When I was a younger bloke, the grandfather and myself used to moor and dismount a certain Captain Cook Bridge pylon and spend a few hours absolutely slaughtering the blackfish. We would easily pull in our bag limit each session.

A few years have passed, but now that I bought a 10ft rod and had a good think about it.. I cant help but think I may have a problem landing fish in a kayak with a rod so huge...

Could I paddle out to the pylon and dismount? I've heard this is no longer allowed? Do people still do it?

Cheers guys.


----------



## kayakone (Dec 7, 2010)

Careful.

Since some friggin' idiot on this forum (shall remain unnamed for the moment), climbed a building in SE Qld years ago, it has been illegal to attach yourself to or climb, abseil from, any public or private structure.
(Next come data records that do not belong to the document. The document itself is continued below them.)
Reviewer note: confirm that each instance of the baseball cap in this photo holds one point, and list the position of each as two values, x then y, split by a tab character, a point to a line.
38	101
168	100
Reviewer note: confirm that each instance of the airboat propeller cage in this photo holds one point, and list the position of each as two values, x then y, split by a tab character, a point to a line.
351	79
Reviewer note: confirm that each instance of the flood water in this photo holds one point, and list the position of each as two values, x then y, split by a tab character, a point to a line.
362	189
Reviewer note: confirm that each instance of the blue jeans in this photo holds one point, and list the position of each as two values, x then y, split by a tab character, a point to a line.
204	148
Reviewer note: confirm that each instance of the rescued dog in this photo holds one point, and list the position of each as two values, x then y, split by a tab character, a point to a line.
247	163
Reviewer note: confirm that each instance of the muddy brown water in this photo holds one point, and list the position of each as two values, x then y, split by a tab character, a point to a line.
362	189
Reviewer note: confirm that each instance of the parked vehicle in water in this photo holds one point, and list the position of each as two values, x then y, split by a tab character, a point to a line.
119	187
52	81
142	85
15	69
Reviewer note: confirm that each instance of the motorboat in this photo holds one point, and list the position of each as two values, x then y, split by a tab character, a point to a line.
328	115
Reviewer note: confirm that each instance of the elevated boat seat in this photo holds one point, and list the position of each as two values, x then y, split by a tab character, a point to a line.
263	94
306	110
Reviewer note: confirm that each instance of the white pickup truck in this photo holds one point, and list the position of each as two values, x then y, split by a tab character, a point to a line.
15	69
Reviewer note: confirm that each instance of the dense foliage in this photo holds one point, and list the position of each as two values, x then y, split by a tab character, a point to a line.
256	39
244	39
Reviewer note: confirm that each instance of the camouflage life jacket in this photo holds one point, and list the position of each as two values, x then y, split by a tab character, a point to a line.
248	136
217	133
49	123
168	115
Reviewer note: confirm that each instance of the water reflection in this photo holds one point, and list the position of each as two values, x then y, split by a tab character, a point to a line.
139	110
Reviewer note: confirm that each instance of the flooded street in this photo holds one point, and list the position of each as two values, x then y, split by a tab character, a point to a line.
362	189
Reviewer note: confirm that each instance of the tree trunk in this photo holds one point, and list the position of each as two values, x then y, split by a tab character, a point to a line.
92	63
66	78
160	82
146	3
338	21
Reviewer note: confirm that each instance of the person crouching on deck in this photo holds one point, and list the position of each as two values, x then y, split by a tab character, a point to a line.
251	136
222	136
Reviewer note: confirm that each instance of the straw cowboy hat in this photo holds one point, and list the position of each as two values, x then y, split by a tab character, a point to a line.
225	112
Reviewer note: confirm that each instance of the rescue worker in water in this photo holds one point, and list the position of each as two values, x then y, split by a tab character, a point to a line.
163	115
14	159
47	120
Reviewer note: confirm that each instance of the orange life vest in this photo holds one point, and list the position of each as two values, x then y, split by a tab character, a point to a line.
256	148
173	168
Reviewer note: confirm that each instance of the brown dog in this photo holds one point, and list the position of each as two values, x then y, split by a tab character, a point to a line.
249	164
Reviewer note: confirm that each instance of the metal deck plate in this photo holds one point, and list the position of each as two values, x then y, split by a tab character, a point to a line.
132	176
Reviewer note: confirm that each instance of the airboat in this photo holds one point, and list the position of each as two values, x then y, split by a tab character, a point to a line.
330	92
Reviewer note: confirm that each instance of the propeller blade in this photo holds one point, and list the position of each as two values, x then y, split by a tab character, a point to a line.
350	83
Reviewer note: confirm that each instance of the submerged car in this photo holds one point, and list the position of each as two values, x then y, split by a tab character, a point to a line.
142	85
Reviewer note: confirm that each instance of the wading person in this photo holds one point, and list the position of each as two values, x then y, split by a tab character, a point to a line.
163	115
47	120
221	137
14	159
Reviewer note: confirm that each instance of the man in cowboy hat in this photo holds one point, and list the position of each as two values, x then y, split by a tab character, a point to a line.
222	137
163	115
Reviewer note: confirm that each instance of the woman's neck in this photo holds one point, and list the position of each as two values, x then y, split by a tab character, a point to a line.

The government wants to take all the fun outta life.

Trevor


----------



## Musty (Oct 12, 2010)

People do it all the time, and yes there's still black fish there. Although for what its worth there are just as reliable if not better spots which don't have the risk that your thinking about taking. On a really high tide you would be pretty close to the top of the pylon base so it wouldn't be too hard to get off or on, but as the tide drops its only going to be harder. If you want to do something like that practice up against a pontoon or wharf first, its not as easy as it might seem. I remember having all sorts of dramas when i first attempted such a thing.
Keep in mind all the boat wash and the strong current you will have to contend with at those bridge pylons.

Musty


----------



## Pict (Feb 26, 2012)

Thanks guys.

Yeah, Musty, it was always hairy getting on and off our little tinny at low tide!

Where else do you think i should be looking around the same kind of region for blackies?


----------



## Musty (Oct 12, 2010)

Pict said:


> Thanks guys.
> 
> Yeah, Musty, it was always hairy getting on and off our little tinny at low tide!
> 
> Where else do you think i should be looking around the same kind of region for blackies?


Fish that warf beside the whale watching doohickey.
BIG BLACKIES THERE!
Bald Face Point is good also.

*For blackies on the Georges just remember one rule... "No run, no fun".. So make sure there is a good flow of current

Musty


----------